I leaned against the counter, watching.
Yeah. Thought so.
Someone who’d lived off nutrient paste and leftovers just had real food.
She ate more this time. Faster and less careful. The plate emptied quicker than it should have.
When she finally set the fork down, she looked up at me, pink eyes searching my face.
“…Why?” she asked.
I raised an eyebrow.
“Why what?”
“Why feed me.” she said.
Her shoulders had finally relaxed, just a little. Enough for me to notice.
“…What are you going to do to me?” she asked again. “Are you going to kill me?”
I didn’t answer right away. I pulled out a chair and sat across from her, resting an arm on the table.
“No,” I said. “If I wanted you dead, I wouldn’t have brought you here.”
Her eyes searched mine, trying to find the catch.
“I’ll treat you well,” I continued. “You’ll eat properly. You’ll sleep in a real bed. You’ll live a life most people would kill for.”
Hope flickered in her eyes.
“But you have to help me.”
“Ahh…”
“I’m not a nice guy,” I said plainly. “But I won’t cage you. I won’t starve you. I won’t hurt you for no reason.”
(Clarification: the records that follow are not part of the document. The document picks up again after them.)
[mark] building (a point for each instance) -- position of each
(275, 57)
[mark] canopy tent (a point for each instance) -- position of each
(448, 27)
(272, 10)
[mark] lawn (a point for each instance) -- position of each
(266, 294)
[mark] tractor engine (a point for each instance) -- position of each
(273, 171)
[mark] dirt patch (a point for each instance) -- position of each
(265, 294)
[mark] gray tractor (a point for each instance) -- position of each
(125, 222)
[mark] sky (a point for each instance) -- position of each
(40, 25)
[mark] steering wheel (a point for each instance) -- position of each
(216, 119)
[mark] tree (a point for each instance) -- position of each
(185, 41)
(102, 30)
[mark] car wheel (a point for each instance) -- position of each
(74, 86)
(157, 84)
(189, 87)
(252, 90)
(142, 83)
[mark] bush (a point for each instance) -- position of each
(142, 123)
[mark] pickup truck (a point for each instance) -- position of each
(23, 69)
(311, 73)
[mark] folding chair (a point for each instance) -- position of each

I leaned forward slightly.
“But I will use your power.”
Her lips parted, unsure whether to speak.
“In return,” I said, “you get protection, freedom, and a future where no one ever dares put you in a cage again.”
Silence.
She swallowed.
“…And if I say no?”
I smiled.
“Still you’ll still be safe,” I replied. “Just… not important.”
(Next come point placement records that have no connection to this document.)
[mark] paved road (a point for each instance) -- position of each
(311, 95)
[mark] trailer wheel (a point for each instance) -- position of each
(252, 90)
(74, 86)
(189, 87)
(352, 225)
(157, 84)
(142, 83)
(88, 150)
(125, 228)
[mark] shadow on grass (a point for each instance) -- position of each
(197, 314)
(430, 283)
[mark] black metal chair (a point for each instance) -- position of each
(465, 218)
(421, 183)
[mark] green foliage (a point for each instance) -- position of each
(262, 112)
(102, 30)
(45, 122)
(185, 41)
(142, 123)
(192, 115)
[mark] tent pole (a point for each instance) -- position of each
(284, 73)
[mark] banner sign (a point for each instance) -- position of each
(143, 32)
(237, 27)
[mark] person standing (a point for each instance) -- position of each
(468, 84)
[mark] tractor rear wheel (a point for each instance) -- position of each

That landed harder than any threat.
She looked down at her hands, fingers trembling. Then she clenched them.
“My name,” she said quietly, “is Celine.”
I nodded once.
“Good,” I said. “Then listen carefully, Celine.”
I stood up.
“Stay with me,” I said. “and lend me your power.”
She didn’t answer immediately.
But she didn’t look away either.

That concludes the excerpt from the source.